What it has not changed
Three things are worth naming because the marketing around the technology sometimes implies otherwise.
The simulation does not improve the surgery itself. The execution depends on the surgeon's hands and the patient's tissue, not the planning software. A meticulous surgeon with no imaging system will produce a better result than an average surgeon with the most advanced system available.
The simulation cannot account for individual healing variability. Skin elasticity, scar formation, and how a patient's tissue redrapes after surgery are not parameters the software can model.
The simulation cannot answer the question of whether the patient should have the surgery in the first place. That question belongs to the consultation, not to the screen.
The honest summary
Three-dimensional imaging has become standard equipment in serious aesthetic practices because it makes the consultation better. It is not a substitute for the surgeon's judgment, the patient's research, or the conversation that has to happen between them. It is a tool that helps the conversation reach a more honest place faster.

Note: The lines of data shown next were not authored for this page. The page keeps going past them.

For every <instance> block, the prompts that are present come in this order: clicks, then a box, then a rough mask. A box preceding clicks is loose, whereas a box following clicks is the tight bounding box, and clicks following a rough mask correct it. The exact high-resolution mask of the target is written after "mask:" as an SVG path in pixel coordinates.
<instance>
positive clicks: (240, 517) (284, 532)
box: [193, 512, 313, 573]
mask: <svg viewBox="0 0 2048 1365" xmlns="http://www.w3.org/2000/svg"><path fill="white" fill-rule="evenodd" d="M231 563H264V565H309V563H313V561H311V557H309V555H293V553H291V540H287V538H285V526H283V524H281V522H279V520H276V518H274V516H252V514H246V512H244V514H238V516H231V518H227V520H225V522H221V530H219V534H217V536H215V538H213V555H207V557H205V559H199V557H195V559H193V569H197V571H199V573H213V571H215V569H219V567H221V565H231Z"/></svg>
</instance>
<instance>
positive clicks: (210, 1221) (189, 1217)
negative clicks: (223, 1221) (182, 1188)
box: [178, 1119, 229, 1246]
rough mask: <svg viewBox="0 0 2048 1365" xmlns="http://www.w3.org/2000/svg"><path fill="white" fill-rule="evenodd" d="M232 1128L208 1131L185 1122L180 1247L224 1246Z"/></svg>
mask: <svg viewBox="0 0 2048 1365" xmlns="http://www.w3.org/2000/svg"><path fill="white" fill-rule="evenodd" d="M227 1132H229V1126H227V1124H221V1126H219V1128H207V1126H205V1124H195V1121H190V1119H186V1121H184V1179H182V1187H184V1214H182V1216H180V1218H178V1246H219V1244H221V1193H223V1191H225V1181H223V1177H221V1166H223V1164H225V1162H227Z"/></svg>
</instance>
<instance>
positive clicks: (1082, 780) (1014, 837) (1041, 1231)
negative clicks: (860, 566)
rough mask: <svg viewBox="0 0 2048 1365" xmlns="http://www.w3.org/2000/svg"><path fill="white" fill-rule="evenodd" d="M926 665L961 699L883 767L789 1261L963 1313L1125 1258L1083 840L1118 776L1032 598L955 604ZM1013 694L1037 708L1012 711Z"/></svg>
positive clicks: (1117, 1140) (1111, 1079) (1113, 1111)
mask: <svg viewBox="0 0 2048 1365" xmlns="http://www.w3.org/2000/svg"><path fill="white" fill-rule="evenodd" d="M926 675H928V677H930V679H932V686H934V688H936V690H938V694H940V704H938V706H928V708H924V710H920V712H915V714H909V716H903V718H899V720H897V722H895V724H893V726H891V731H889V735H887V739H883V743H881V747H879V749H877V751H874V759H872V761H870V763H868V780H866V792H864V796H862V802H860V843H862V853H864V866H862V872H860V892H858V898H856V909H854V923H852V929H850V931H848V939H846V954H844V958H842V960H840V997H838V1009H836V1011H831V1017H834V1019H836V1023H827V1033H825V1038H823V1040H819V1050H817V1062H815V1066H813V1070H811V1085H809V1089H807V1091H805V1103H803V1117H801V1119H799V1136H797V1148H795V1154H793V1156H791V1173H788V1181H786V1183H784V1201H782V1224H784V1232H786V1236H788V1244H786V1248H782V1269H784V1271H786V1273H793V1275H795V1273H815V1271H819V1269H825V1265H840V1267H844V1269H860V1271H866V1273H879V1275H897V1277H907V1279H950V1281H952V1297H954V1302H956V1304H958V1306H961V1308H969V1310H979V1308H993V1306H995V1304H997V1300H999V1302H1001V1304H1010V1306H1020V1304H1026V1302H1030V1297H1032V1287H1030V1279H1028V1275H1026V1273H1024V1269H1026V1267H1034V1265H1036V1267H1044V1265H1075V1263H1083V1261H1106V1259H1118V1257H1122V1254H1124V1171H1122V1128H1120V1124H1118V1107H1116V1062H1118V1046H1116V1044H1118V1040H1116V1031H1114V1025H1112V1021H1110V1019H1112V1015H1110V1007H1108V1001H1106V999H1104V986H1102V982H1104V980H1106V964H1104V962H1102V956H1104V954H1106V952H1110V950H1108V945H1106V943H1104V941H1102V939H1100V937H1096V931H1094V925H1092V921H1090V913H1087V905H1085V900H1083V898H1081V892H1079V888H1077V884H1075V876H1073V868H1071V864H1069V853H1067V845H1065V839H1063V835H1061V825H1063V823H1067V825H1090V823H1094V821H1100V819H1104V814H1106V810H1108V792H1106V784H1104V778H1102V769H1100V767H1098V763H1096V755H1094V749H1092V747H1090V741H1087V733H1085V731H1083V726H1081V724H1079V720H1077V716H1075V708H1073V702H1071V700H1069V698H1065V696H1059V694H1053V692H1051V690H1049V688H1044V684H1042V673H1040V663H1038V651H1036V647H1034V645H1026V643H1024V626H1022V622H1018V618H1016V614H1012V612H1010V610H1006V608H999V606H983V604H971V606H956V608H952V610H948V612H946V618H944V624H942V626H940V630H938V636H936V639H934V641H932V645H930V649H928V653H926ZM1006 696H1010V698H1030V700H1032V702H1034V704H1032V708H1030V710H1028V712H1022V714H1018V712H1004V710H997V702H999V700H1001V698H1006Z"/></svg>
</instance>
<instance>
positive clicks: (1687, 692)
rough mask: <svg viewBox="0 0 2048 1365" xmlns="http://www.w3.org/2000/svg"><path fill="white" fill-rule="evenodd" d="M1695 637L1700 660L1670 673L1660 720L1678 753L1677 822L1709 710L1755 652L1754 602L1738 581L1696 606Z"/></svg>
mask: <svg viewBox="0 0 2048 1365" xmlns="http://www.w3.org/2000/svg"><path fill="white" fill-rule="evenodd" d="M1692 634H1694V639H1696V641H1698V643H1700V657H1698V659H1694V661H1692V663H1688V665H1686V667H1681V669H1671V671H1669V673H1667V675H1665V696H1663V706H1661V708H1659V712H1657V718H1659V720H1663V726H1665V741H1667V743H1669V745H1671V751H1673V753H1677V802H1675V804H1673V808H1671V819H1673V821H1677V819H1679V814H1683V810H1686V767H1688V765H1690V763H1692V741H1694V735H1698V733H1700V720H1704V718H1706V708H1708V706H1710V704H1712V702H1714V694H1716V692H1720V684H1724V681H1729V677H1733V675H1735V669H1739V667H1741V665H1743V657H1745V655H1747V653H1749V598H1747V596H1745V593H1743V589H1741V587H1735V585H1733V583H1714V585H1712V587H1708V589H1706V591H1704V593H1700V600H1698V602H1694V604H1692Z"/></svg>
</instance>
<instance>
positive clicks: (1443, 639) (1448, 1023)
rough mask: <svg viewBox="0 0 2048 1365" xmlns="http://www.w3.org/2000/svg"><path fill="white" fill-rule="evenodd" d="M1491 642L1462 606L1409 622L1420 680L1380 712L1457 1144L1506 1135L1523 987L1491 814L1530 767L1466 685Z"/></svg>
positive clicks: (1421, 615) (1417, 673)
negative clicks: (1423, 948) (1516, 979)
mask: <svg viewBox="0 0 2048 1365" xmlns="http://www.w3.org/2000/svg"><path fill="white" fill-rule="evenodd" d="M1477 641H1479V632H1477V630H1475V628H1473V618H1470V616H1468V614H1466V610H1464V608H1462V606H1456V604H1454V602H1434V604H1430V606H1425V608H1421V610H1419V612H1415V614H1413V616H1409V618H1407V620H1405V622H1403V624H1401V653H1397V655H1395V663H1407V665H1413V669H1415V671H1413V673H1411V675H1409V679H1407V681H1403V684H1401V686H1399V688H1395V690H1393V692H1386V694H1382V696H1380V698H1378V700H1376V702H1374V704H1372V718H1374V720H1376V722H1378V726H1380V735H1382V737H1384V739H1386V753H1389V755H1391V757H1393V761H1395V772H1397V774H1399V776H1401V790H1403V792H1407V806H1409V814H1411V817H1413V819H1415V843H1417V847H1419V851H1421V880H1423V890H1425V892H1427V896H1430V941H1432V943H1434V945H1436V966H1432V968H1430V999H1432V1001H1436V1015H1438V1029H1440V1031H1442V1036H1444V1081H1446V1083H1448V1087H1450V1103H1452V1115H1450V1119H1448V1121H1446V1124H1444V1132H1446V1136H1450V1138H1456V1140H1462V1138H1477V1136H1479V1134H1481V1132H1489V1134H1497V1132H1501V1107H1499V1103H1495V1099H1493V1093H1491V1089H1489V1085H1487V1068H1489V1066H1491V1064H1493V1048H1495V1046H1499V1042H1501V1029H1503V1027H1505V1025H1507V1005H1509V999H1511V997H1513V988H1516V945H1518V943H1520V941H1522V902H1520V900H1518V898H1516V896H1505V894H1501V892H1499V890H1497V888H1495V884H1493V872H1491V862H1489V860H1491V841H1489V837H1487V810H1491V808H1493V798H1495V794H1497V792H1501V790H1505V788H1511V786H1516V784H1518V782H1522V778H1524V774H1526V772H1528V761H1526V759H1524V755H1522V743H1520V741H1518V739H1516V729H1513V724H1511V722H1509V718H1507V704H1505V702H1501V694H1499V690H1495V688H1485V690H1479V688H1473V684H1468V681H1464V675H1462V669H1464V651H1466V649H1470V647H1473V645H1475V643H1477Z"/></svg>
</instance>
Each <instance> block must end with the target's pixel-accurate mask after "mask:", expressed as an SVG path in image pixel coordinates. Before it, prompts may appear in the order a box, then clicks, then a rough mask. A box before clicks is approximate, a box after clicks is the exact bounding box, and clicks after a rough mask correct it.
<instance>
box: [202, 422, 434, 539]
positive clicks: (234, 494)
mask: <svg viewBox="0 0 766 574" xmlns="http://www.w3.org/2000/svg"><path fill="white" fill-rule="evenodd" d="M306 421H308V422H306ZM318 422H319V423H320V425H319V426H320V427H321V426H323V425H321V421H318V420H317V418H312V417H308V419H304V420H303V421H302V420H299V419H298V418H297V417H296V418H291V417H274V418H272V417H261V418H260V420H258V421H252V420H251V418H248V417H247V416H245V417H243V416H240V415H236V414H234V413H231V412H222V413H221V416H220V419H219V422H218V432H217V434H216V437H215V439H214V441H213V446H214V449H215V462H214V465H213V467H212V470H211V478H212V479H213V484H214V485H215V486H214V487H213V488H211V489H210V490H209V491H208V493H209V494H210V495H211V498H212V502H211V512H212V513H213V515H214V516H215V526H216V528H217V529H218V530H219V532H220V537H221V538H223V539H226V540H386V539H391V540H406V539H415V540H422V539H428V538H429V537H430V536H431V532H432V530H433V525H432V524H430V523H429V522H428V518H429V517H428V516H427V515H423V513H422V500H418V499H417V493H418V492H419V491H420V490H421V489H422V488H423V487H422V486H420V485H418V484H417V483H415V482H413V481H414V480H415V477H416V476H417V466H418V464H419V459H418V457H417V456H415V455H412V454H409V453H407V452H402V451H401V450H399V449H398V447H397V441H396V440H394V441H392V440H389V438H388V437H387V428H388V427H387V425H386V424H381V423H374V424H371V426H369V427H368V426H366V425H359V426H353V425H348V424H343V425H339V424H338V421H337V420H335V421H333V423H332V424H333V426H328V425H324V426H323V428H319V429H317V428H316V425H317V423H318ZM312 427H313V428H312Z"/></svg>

For patients evaluating a practice, the presence of the imaging system is a positive signal. The way the surgeon uses it is the signal that actually matters. A simulation framed as a guarantee is a different consultation than the same image framed as a planning sketch.
The American Society of Plastic Surgeons publishes ongoing guidance on the role of imaging in surgical planning. The Aesthetic Society's annual meetings include sessions on technique standardization in the use of the technology. The standard of care is converging, and it is converging in the direction of honest explanation rather than persuasive demonstration.